Despite the flood of press coverage and Instagrams capturing the action, we’re here to fill you in on the countless other reasons to visit 21 Greenpoint—A-lister behind the bar or not.
The space is full of cozy nooks that will make you want to linger. Start with a drink at the U-shaped bar, move to a high-top to catch up with friends and, later, grab a table in the back and settle in for a meal. Just make sure to check out the open kitchen and the serious wood-burning oven that’s churning out some of the best pizza in New York.
Chef Sean Telo, formerly of Extra Fancy, almost left NYC were it not for said pizza. He was contemplating a return to Atlanta, where he had previously worked at Miller Union, when Murray—Homer, that is—approached him to lead the kitchen at 21 Greenpoint. Telo stayed on the condition that pizza would be part of the equation.
“It’s one of the hardest things you have to do as a cook,” Telo says of the art of pizza slinging. “It’s challenging, but it’s also fun.” The kind of dough Telo is making requires multiple phases of proofing and portioning before it even gets rolled out. And then there’s having the right oven, which is crucial. Luckily, 21 Greenpoint already had a wood-burning oven perfect for baking Telo’s light and fluffy pies, like the mushroom pie with pesto sauce and a garlic-butter crust (see the recipe).
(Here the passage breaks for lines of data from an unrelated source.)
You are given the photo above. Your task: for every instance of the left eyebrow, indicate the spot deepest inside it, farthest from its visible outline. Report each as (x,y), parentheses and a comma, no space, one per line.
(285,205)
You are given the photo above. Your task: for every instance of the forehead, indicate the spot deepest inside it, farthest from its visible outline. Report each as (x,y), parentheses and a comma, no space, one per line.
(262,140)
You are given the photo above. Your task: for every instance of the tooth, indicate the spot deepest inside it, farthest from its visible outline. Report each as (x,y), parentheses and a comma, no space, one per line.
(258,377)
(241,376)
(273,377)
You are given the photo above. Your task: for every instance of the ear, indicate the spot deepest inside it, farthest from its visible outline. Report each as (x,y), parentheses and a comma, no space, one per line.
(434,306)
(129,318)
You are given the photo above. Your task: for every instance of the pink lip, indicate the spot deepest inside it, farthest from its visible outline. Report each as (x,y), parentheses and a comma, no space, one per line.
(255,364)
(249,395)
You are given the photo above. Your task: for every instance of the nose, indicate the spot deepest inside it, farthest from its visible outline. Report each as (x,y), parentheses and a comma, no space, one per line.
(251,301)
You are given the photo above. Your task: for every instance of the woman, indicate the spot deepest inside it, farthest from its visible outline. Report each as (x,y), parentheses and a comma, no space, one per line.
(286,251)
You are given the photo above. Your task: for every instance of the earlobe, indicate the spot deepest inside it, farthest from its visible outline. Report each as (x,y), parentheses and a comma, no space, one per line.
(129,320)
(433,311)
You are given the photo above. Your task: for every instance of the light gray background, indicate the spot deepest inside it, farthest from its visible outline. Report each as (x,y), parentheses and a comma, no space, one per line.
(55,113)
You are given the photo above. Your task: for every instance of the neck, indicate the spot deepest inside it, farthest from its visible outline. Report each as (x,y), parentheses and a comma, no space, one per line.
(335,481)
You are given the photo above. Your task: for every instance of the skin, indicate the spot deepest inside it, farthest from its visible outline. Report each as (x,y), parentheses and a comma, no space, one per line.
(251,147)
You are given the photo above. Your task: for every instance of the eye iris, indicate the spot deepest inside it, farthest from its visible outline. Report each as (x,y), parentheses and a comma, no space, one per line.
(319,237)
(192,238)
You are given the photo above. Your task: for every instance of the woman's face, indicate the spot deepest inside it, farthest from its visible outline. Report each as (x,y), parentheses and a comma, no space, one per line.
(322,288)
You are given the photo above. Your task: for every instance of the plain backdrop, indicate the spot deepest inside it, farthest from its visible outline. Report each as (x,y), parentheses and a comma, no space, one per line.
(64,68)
But pizza isn’t the only way this chef, who landed on Brooklyn magazine’s “30 -Under -30" list last year, is challenging himself and wooing diners at the new restaurant. On his menu, which changes daily, you might find anything from smoked salmon pastrami bites to lamb tartare or eggplant fries with hot pepper oil and feta. All of which have been made with as little waste as possible, and the waste that does accumulate gets saved for a special weekend service.
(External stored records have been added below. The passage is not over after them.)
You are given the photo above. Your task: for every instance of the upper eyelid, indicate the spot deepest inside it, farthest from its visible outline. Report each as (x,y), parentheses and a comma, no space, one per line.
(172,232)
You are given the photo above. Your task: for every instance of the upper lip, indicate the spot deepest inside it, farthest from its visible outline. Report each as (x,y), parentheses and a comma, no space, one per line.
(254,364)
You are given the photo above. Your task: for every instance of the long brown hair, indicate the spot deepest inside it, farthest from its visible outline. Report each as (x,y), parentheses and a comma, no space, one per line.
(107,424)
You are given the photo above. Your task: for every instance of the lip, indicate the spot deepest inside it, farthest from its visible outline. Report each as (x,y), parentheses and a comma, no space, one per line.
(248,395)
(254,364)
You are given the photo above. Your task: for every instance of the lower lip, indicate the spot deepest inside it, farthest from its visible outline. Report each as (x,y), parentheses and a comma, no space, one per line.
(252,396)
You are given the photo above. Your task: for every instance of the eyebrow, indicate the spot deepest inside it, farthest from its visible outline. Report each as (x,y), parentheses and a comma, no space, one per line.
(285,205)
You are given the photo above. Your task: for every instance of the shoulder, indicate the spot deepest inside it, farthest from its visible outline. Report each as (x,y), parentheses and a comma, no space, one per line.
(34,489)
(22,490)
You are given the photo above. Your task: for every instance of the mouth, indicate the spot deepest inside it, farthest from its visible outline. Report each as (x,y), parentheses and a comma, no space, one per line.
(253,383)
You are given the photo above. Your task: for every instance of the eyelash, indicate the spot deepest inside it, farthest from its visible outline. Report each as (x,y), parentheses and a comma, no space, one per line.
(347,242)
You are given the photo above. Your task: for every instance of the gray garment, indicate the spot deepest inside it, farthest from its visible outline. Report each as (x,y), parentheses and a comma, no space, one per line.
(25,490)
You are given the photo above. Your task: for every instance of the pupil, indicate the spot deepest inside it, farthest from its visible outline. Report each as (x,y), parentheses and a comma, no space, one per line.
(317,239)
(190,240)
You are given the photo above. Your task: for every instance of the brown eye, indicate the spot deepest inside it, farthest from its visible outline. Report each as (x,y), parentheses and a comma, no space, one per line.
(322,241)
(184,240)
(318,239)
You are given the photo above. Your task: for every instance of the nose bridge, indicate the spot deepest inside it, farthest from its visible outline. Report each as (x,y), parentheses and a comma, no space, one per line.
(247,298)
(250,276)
Every Sunday, 21 Greenpoint serves a $21 six-to-seven-course tasting menu made with the week’s scraps. Hence the shockingly low price tag. The menu changes throughout the day, which means you could go in for a leisurely lunch and find a whole different set of dishes coming out of the kitchen by dinnertime. For example, biscuits and honey from the early afternoon might turn into focaccia with tomato sauce later in the evening.
Telo credits his two-plus years working with Steven Satterfield at Miller Union for giving him the confidence he needed to run a kitchen that uses what the restaurant calls “overlooked edibles” so effectively. And Sunday isn't the only day “scraps” come into to play either. During the rest of the week, you'll find “ugly vegetable” crudités and merguez sausage made with fat discarded from a tartare dish. The mushroom pizza’s herbaceous pesto contains oft-overlooked parsley stems, and if you're lucky, the garlic butter might even be flavored with truffle, thanks to Telo striking a deal with a purveyor for white truffle remnants that get left in the bags.
The chef is the first to admit that this kind of resourcefulness isn’t a new concept in restaurant kitchens. But by shifting the practices chefs routinely follow from the kitchen to the table, he’s showing the fruits of food waste in action and inviting a larger conversation. This innovation also happens to be an amazing deal for diners and a really smart business decision for the restaurant. 21 Greenpoint may have opened with a bang, but this kitchen is clearly playing the long game.